What's more, the technology, previewed near the manufacturer's European headquarters in Frankfurt, Germany, could be put into production as early as 2015.
Hyundai outfitted its i30 compact hatchback, called the Elantra in the U.S., with NFC tags which respond to NFC-enabled smartphones, negating the need for a traditional key fob.
"Once inside, the device is placed in the center console, which then activates the user's profile by streaming content to the i30's seven-inch touchscreen," said Hyundai. "All user content such as music, phone contacts, radio station preferences and individual profile settings are displayed. In addition the device's battery is recharged wirelessly while in use."
What's more impressive is that multiple users can use their own smartphones to set up profiles to use with a single car, allowing you to automatically adjust your seat position and mirrors to individual tastes.

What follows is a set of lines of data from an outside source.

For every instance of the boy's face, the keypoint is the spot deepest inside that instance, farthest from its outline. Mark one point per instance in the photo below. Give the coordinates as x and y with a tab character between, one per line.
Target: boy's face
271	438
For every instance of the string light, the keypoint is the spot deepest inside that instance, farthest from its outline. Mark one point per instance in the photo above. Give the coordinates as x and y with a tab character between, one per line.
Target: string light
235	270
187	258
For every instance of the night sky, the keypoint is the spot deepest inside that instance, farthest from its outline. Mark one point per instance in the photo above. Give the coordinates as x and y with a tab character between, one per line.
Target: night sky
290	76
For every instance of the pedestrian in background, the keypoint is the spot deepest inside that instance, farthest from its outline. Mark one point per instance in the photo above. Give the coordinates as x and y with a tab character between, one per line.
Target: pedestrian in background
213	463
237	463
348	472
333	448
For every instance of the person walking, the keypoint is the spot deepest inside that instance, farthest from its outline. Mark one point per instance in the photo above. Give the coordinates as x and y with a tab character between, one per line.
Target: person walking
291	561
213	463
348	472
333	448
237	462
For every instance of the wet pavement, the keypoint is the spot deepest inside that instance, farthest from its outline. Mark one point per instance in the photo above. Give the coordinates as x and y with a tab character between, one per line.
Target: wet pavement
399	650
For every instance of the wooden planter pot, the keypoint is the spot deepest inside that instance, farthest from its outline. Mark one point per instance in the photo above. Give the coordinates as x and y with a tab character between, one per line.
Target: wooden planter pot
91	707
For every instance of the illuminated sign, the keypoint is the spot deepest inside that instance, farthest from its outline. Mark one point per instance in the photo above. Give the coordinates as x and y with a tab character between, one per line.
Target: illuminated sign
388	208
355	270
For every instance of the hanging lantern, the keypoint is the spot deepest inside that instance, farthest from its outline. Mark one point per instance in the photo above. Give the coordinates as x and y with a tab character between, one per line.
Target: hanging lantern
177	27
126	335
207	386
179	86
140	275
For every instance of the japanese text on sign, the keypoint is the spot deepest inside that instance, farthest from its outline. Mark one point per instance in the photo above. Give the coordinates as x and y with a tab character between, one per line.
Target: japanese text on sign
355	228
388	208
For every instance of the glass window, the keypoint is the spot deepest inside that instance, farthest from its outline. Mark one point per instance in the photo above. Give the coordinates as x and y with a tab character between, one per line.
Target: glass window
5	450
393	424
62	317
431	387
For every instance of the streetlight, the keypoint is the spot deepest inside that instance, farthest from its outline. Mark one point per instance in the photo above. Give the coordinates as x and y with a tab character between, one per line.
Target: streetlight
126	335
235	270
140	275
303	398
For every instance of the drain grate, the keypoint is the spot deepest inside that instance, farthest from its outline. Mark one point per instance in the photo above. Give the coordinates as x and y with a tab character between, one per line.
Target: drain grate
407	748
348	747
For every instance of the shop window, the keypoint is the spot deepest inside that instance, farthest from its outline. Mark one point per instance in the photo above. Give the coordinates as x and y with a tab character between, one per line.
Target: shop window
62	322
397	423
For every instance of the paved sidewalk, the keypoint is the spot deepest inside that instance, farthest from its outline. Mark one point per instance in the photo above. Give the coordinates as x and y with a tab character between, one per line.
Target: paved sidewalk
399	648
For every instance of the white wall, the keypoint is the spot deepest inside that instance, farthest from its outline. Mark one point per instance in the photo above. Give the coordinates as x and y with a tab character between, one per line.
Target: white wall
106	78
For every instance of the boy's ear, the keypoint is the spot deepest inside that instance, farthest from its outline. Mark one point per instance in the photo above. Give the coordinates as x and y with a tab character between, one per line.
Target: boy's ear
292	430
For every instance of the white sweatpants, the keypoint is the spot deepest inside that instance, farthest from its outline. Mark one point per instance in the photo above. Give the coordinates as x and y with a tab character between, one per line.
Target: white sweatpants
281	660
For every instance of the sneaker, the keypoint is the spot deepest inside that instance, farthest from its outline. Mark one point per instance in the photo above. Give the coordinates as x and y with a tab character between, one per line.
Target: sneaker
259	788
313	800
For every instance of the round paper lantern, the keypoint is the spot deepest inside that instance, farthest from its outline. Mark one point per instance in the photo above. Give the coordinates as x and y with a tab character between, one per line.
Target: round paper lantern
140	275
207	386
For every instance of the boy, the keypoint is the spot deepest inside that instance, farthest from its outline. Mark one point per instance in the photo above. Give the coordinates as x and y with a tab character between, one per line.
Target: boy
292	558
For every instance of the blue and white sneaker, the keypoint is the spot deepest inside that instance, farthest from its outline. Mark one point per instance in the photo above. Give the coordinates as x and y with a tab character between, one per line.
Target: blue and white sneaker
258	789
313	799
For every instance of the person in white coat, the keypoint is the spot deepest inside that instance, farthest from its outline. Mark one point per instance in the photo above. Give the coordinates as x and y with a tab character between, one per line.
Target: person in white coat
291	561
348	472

"Hyundai's Connectivity Concept showcases the brand's philosophy of making tomorrow's technology accessible to a wide range of customers," said Allan Rushforth, Senior Vice President and Chief Operating Officer Hyundai Motor Europe. "With this technology, Hyundai is able to harness the all-in-one functionality of existing smartphone technology and integrating it into everyday driving in a seamless fashion. As the technology continually develops there will be capabilities to store driver's seating positions and exterior mirror settings, providing customers with a comfortable and individual driving environment."
The company is forging ahead with its Connectivity Concept and partnering with chipmaker Broadcom to make the NFC-equipped cars a reality.